My patient, Frank, came to the clinic a few weeks ago to show me where his foot hurts.

Frank is a firefighter and a runner, 45 years old. He told me he’s been training for a 5K race in Austin that will take place next month.

I asked him where he ran every day, and he described a park nearby with a running track that slopes towards the center of a playing field.

Over the past few weeks, he said, he’d been going there every day and running for an hour or more.

He showed me his running shoes, which are worn and don’t offer much support. He doesn’t always have time to follow a good diet, he confided, and he had been diagnosed with osteoporosis (loss of bone density) a while back.

After a physical exam and studying the results of a CT scan, we arrived at a conclusion.

He seemed surprised when I said the pain could be caused by a stress fracture. « But, Doctor, I’m not doing anything differently, » He protested. « I just increased my workout to prepare for this 5K. »

While he wasn’t doing anything unusual, the combination of poor foot support, repetitive pounding and poor nutrition had conspired to produce a hairline crack in the second metatarsal bone in his right foot.


It’s not just runners who suffer stress fractures. Patients with rheumatoid arthritis; those who spend long hours on their feet; and people with metabolic bone disease or neuropathy are also vulnerable to this condition. Diabetics may not be aware they have stress fractures if the nerves in their feet are damaged.

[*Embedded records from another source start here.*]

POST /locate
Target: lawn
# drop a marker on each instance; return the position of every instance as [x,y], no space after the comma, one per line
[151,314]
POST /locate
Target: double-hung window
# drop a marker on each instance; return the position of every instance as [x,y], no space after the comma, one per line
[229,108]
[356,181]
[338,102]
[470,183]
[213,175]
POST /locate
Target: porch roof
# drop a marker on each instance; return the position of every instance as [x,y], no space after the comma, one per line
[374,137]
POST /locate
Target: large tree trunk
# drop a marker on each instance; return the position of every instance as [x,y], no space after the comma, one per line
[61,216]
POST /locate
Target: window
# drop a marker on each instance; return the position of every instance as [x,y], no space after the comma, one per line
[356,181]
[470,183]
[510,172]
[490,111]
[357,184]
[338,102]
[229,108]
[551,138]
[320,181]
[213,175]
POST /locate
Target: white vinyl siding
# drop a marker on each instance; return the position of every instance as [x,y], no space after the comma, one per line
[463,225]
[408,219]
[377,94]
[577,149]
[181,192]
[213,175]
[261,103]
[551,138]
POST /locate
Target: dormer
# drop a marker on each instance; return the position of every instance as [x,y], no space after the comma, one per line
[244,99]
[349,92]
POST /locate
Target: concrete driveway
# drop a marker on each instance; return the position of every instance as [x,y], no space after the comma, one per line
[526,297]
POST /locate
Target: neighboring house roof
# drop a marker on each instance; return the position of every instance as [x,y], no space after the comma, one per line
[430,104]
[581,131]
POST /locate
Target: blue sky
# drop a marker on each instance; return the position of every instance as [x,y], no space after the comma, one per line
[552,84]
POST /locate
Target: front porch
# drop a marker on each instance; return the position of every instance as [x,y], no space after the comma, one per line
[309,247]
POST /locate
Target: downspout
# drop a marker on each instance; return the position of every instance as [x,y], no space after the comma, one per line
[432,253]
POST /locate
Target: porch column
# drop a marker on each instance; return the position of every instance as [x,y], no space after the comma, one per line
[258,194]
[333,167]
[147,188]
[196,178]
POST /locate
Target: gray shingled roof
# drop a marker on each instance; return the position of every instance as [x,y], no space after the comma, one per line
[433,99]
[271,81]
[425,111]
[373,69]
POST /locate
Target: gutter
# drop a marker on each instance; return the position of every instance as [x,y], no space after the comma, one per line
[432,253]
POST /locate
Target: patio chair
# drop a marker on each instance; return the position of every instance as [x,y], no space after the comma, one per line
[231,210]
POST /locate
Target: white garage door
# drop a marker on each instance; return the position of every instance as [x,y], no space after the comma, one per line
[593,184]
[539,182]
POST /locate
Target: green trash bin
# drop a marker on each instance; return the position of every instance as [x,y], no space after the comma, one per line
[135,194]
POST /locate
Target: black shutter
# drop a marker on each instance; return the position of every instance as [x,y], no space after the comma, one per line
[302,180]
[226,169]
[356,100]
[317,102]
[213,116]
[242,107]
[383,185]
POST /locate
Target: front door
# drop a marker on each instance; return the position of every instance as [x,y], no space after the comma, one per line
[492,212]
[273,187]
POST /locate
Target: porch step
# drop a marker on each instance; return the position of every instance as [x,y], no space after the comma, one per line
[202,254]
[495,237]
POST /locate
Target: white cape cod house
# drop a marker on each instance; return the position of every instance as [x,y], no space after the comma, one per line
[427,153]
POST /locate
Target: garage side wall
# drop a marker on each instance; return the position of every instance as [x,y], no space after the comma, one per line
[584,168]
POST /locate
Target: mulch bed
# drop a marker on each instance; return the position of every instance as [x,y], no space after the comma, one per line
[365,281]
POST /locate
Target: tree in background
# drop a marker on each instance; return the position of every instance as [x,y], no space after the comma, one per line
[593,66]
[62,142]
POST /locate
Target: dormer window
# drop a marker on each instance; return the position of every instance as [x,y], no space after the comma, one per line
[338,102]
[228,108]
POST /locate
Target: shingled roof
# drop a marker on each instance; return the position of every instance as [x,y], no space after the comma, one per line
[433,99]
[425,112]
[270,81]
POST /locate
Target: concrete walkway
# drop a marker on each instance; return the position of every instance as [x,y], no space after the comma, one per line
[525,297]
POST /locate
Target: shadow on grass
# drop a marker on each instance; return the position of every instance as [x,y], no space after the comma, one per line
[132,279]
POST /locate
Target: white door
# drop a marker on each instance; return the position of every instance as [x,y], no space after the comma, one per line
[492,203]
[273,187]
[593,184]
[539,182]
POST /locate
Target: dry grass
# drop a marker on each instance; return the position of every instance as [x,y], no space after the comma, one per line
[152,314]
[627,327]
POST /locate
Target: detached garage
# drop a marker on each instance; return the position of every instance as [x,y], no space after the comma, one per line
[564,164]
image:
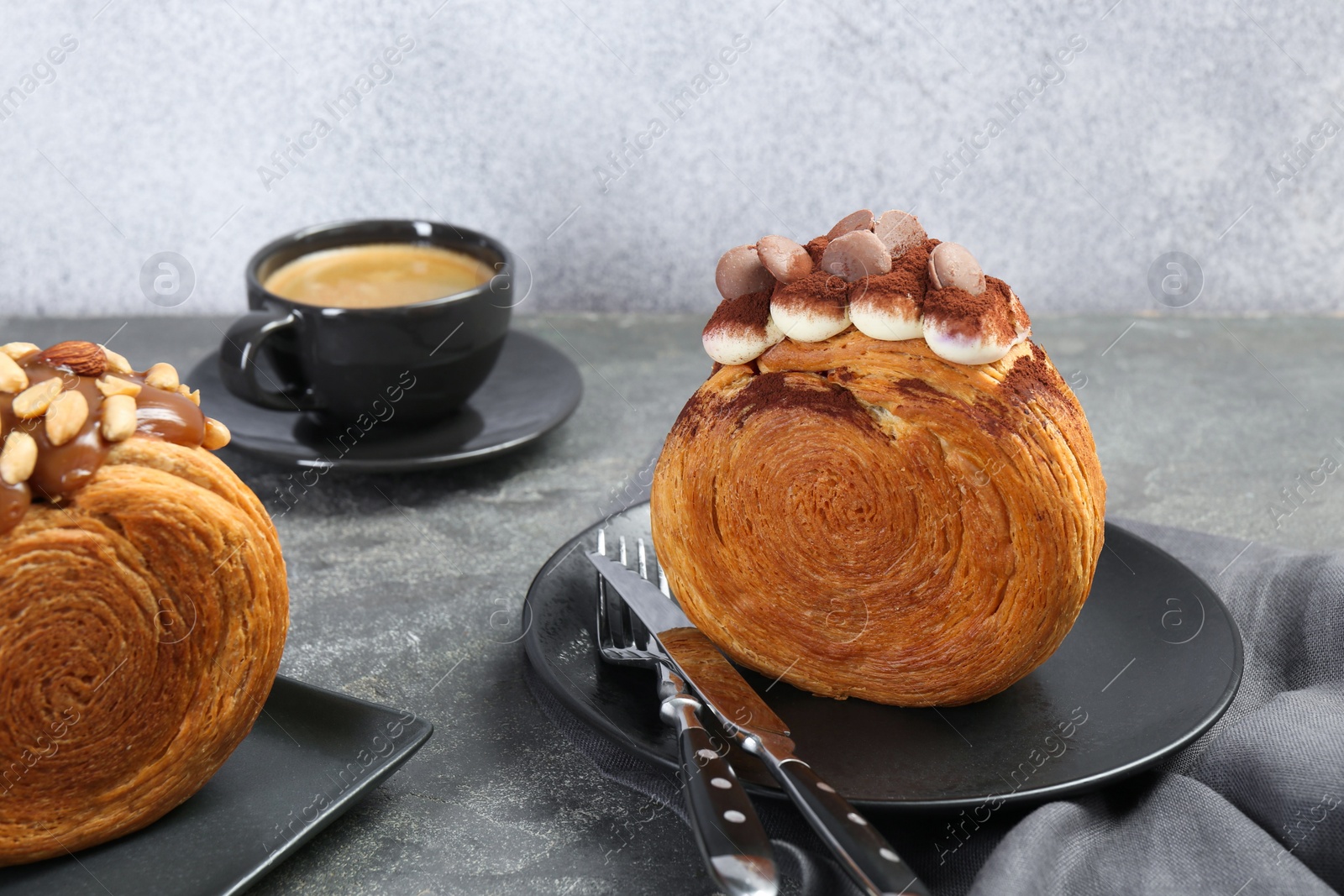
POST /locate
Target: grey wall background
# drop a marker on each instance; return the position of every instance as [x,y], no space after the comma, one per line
[1158,136]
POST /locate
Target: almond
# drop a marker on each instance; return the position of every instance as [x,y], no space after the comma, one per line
[18,458]
[118,385]
[855,254]
[116,363]
[900,231]
[13,379]
[66,416]
[84,359]
[784,258]
[741,271]
[19,351]
[953,265]
[163,376]
[118,418]
[35,399]
[860,219]
[217,434]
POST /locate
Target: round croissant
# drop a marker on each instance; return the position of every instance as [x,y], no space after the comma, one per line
[141,624]
[864,517]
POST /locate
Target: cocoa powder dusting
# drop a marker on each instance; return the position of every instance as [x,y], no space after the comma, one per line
[1034,376]
[819,291]
[745,313]
[816,248]
[961,313]
[776,391]
[905,285]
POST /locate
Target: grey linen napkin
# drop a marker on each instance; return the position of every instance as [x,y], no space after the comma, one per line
[1252,808]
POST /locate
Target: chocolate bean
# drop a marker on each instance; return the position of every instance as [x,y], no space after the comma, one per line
[741,271]
[784,258]
[953,265]
[860,219]
[900,231]
[857,254]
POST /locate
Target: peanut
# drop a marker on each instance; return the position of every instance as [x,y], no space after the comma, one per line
[217,434]
[116,363]
[66,416]
[118,385]
[13,378]
[18,458]
[35,399]
[118,418]
[163,375]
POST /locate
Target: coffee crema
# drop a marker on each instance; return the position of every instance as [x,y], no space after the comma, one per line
[376,275]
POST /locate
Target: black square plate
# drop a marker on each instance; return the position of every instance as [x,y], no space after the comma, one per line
[311,757]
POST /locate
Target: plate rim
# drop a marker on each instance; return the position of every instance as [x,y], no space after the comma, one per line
[340,806]
[414,463]
[584,712]
[336,809]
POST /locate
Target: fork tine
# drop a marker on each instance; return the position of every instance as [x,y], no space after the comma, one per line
[604,625]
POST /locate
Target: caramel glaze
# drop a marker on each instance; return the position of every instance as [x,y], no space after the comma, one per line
[65,469]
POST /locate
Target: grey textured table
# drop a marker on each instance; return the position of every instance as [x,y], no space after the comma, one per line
[407,589]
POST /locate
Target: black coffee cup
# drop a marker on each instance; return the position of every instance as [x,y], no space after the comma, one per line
[339,364]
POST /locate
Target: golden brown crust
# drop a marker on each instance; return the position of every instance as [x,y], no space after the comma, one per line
[141,625]
[864,519]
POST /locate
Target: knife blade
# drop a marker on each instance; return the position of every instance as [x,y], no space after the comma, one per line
[862,851]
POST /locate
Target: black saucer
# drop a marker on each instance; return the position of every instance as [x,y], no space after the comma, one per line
[533,390]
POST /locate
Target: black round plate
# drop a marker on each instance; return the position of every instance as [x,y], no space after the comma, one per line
[533,390]
[1152,663]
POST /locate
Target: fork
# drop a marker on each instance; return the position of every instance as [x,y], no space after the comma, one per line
[737,856]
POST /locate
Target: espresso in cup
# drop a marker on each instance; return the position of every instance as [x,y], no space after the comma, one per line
[378,275]
[353,316]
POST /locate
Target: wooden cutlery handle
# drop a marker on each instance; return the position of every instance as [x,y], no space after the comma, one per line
[864,853]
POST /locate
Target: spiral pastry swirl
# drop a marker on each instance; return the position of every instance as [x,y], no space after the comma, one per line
[866,519]
[141,625]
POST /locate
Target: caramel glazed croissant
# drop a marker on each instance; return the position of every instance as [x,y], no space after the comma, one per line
[885,490]
[143,600]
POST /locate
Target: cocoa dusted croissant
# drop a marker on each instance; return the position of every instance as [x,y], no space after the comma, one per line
[143,600]
[866,516]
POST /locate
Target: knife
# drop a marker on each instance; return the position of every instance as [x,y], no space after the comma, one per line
[862,851]
[732,840]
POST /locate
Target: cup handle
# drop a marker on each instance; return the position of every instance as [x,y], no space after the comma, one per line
[239,355]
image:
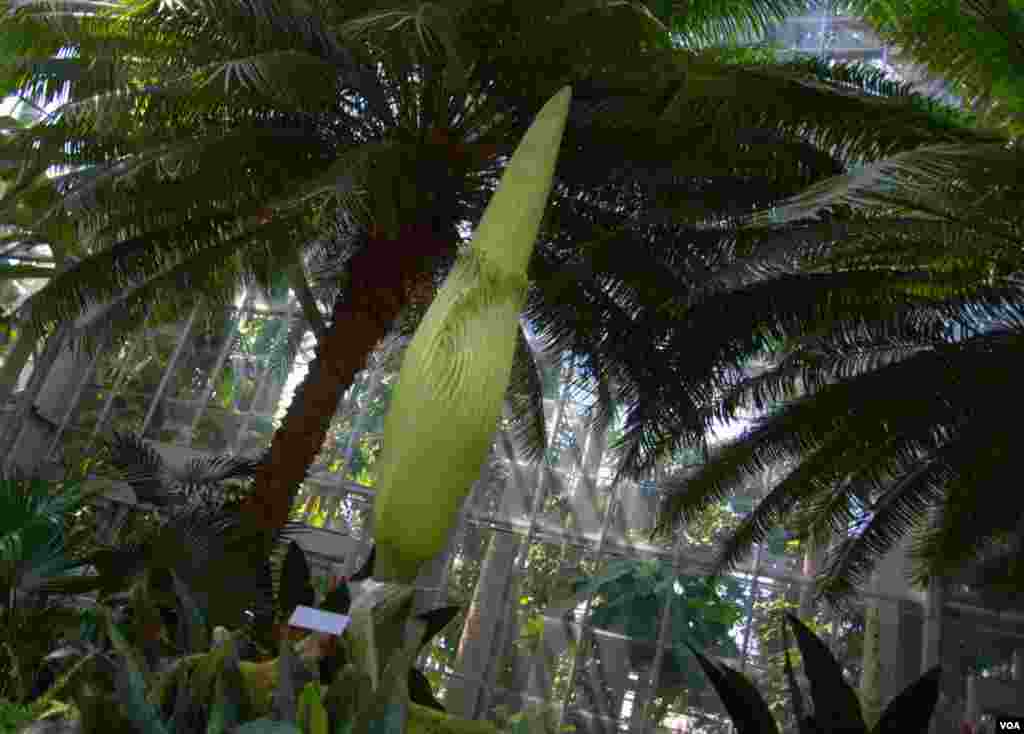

There are 26 bones in your feet, and most of the time they do their job without complaint. The five long bones in the mid-foot area, called metatarsals, are most prone to hairline fractures. These are bones that connect the ankle to the toes.

What happens is that tiny cracks, so fine they may not show up on x-rays, can start to affect these bones. The patient begins to notice pain and swelling, and the foot may feel tender when he touches a certain spot. The more he tries to continue the activity that’s causing the problem, the worse it gets.

The first mention of stress fracture in the medical literature is from thousands of years ago, when Aristotle described the condition. Nowadays, we perform a physical exam, asking the patient about his medical history and lifestyle. An MRI, CT scan or bone scan are used to confirm the diagnosis.

Stress fractures are more frequently seen in females than in males. About half of all stress fractures are diagnosed in athletes. The medical recommendation is often just what the patient does not want to hear: Change your routine for a while to let the injury heal. In other words, drop out of the game.

We may also prescribe crutches or a special boot to protect the foot until the bone can heal, and medication to relieve pain and swelling.


Unfortunately, most people don’t realize they have a stress fracture until it’s too late. The onset of pain is gradual. It increases when the patient is engaged in whatever activity has caused it, and it is relieved by rest.

One way to protect yourself again this type of injury is to avoid working out when you are tired. Fatigued muscles tend to transfer more load to the bones.

Another protective measure is good footwear. It doesn’t pay to squeeze the last mile out of your running shoes. Buy shoes with ample cushioning and support.

If osteoporosis is a factor, it can be treated by adding calcium and vitamin D to the diet. One study showed that female soldiers had fewer stress fractures after they started taking nutritional supplements.

But the major cure is stress relief— in other words, relieve yourself of the activity that is causing the stress fracture. Although it’s not always welcome, this may be the best advice we can give.